De comptable à producteur
Malgré un parcours atypique, d’abord dans le monde de la comptabilité, puis en administration publique, notamment à titre de directeur adjoint de la police de Montréal, Gérard Trudeau a connu une carrière florissante en agriculture, notamment dans le domaine maraîcher.
« J’ai grandi dans une ferme laitière jusqu’à l’âge de 18 ans », rappelle le fondateur de l’entreprise Les fines herbes de chez nous, pionnière dans la production commerciale de fines herbes et de légumes asiatiques. « Dans ma famille, je suis la continuité agricole, même si j’avais choisi d’étudier pour devenir comptable agréé. Mon grand-père me disait que j’étais le premier à rompre avec la tradition familiale. Heureusement, il s’est trompé. Aujourd’hui, ses paroles résonnent encore en moi. Elles me rappellent à quel point l’agriculture n’est pas seulement une profession, mais bien une vocation. »
Cette vocation a poussé M. Trudeau à populariser l’utilisation de fines herbes et de légumes asiatiques au Québec, mais également en République dominicaine et au Mexique, pays où l’entreprise a également des fermes. D’ailleurs, fait surprenant, le nouvel intronisé souligne que 95 % de la production en République dominicaine est destinée au marché local de ce pays antillais.

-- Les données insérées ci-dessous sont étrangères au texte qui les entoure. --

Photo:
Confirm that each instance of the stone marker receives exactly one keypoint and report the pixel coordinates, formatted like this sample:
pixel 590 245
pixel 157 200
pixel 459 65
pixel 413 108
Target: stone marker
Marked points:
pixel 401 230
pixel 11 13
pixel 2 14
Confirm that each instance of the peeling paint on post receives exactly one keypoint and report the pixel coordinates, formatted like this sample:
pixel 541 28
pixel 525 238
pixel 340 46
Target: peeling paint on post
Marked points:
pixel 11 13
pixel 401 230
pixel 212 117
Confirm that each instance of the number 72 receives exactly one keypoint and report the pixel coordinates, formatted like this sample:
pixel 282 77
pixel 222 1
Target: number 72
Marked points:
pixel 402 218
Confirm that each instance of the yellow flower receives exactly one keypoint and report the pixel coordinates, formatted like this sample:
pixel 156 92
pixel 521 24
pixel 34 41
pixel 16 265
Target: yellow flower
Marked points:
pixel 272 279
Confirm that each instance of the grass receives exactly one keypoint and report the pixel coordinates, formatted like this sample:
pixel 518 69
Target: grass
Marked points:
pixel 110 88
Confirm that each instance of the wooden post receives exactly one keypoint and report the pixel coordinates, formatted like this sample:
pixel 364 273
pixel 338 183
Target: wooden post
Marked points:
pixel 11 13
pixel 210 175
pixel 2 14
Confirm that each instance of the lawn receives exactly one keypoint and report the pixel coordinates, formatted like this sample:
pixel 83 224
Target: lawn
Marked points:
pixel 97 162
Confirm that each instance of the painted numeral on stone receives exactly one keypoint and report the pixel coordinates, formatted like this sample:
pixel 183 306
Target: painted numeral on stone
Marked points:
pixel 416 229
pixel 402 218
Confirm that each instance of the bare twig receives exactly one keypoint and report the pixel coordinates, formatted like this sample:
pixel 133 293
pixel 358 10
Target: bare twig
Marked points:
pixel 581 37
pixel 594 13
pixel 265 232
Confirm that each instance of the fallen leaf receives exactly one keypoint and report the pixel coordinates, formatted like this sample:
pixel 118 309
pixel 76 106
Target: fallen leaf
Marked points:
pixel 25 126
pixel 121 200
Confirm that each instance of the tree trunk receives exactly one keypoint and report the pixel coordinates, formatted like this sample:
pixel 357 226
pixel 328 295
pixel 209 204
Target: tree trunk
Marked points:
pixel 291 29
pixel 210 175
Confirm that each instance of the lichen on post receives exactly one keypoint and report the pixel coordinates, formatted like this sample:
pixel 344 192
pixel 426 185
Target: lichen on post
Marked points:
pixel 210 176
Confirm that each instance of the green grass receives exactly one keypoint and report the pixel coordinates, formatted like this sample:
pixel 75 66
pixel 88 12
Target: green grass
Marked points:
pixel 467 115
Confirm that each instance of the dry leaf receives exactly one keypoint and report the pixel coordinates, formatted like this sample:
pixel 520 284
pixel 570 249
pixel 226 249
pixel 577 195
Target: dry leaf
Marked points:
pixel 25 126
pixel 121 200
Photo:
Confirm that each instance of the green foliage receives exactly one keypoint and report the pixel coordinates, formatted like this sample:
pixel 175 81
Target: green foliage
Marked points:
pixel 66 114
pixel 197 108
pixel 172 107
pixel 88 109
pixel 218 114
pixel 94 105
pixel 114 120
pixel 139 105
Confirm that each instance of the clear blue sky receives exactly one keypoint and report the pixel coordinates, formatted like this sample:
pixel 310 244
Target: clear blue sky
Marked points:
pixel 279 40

Une « critique » de l’intérieur
Chaque intronisé était accompagné d’amis, de collègues et de proches pour le banquet, mais les plus nombreux étaient sans contredit le groupe accompagnant Jean-Guy Vincent, le dernier à se présenter sur la scène. C’est avec le trémolo dans la voix que M. Vincent a tenu à partager cet honneur avec sa femme, Lise.
« Quand on s’implique comme je l’ai fait, ça prend toujours quelqu’un qui garde le fort », a lancé le producteur porcin de Sainte-Séraphine, dans le Centre-du-Québec, surtout connu pour son implication au sein des Producteurs de porcs du Québec. « Mon épouse, dès 1988, a acheté sa propre ferme, a bien connu les défis de la production porcine et a été une bonne critique. »
Il a également tenu à remercier ses parents, qui ont été une véritable bougie d’allumage pour son engagement syndical. « Mon implication auprès des producteurs, je la dois à mes parents. Mon père m’a incité vers l’aspect politique. Il savait que c’était une bonne façon d’améliorer les choses et de créer des réseaux », souligne M. Vincent.
Il faut rappeler que c’est lorsqu’il était à la tête de la Fédération des producteurs de porcs du Centre-du-Québec que Jean-Guy Vincent a organisé le fameux blocage de l’autoroute 20 avec des porcs, en septembre 1998. C’est également lui qui a piloté la négociation d’une convention historique qui a permis aux éleveurs d’obtenir un prix basé sur le marché américain, des garanties d’abattage et une meilleure équité.
Les portraits dévoilés au cours de la soirée seront installés aux côtés de ceux des 112 autres intronisés dans le bâtiment La Coop sur le site de la Société d’agriculture de Saint-Hyacinthe.